Usually I don't do this but since the blogger system is awkward with regards to posting comments and since I feel these comments bring additional understanding on the subject at hand (against me sometimes), I would rather that they be more prominently displayed in one entry. So here we go.

After reading this entry CS: New CS Measurement Matrices, Some blog entries, Failing Einstein and Coded Apertures, Thong Do, the author mentioned here noted the following in the comment section:

It's very interesting that you mention 2 new CS measurement matrices. Actually, these two matrices, Random Convolution and Random Kronecker Products, are very similar to our recent work of Structurally Random Matrices(SRM). As far as I know, SRM is a conceptualization of both Scrambled FFT and Random Convolution. In particular, Scambled FFT is a special case of SRM with global randomizer and Random Convolution is a special case of SRM with local randomizer. SRM implies that we can change FFT by any fast (dense) transform without negatively influencing the quality of reconstruction. We pay some theoretical price if using a sparse transform such as a block diagonal transform although the degradation is very very small in simulation when global randomizer is used. In addition, when compressively sampling smooth signals like images, we can take advantage of the existence of a sparsifying matrix (even without knowing it at the encoder side) to eliminate the F operator (FFT) of Random Convolution. It means that we only need perform the operator F*D to the images and then randomly downsample the coefficients. Algorithmically, it is equivalent to do a random sign reversal of image pixels, applying some fast transform (e.g. FFT) and then random downsample the coefficients. If you look into the code of SRM (available at http://thanglong.ece.jhu.edu/CS/, you can see that we also used an approach of Random Kronecker product to speed up the software.
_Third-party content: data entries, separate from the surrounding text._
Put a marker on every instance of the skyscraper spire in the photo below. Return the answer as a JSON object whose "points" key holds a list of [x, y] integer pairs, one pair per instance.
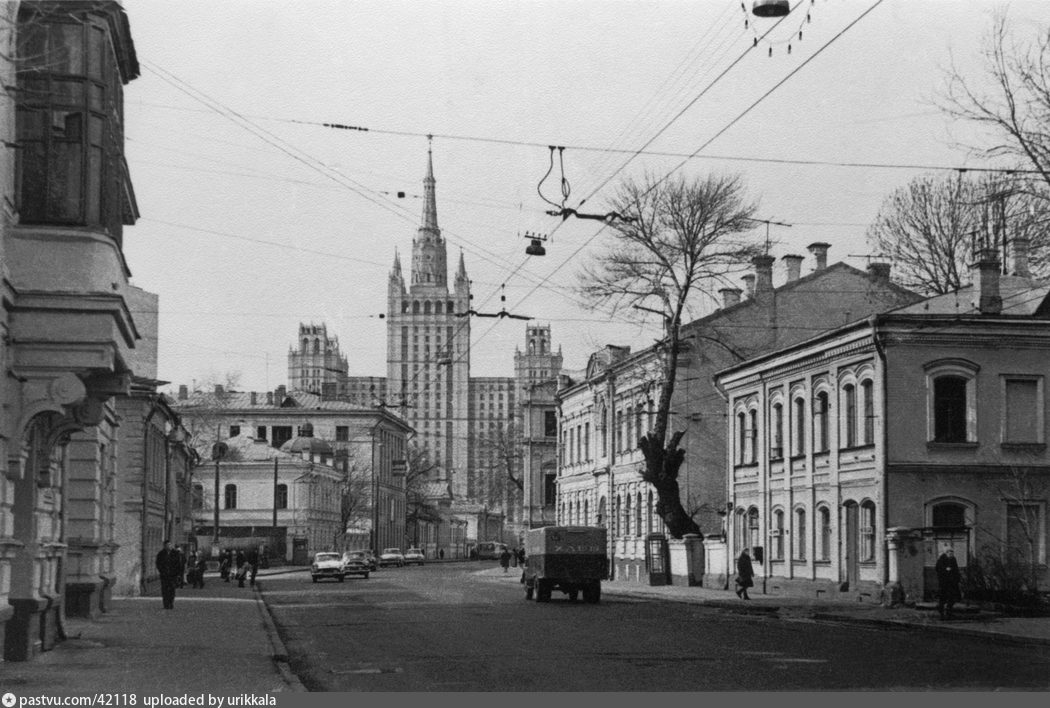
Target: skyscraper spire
{"points": [[429, 198]]}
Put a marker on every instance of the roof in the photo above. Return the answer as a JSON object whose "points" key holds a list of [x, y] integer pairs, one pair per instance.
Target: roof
{"points": [[1022, 296]]}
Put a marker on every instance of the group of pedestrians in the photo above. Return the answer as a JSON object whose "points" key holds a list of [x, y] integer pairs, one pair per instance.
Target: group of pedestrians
{"points": [[175, 569]]}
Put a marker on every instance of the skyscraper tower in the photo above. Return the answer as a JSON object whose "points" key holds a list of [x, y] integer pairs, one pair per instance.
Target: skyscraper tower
{"points": [[428, 347]]}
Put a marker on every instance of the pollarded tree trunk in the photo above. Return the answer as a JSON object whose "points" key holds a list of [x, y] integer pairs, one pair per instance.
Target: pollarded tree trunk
{"points": [[662, 472]]}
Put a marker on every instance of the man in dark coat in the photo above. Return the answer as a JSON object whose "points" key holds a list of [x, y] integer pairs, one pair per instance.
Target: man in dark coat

It is also possible to show in theory that using that trick generates some degradation of performance, i.e. requiring a larger number (log(n)) of measurements than a completely random (full) matrix(e.g. full Gaussian) does.

I'm really excited to see these techniques also used at some other groups....

To what I responded:

Thong, you may have noticed I put your construction at the top of the measurement section of the big picture (http://igorcarron.googlepages.com/cs#measurement).

The entry CS: Restricted Isometry Property, What Is It Good For ? brought forth two different comments.

Initially one point was brought up by Anonymous about the statement of the RIP constant that could be found with the Sparse PCA technique. Here it is:

Anonymous said...: Regarding the estimation of the restricted isometry constant, I do not understand how using sparse PCA can find a useful bound on RIP. Sparse PCA, if we could solve it, which we can't because it is probably NP hard, would evaluate a tight bound on the largest eigenvalue of submatrixes of a matrix. Call this bound s say.

We then have the bound (for x sparse)

(1-d)||x||_2^2
<=||Px||_2^2 <=s||x||_2^2 <=(1+d)||x||_2^2 Note that because the estimate of s is tight, i.e. by definition, there exist a sparse x, such that ||Px||_2^2=s||x||_2^2, the definition of RIP only guarantees that 1+d>=s, but this inequality does not have to be tight. (In the definition of RIP, either the lower or the upper bound is tight, but not necessarily both!) Therefore, s does not seem to give any useful bound on d.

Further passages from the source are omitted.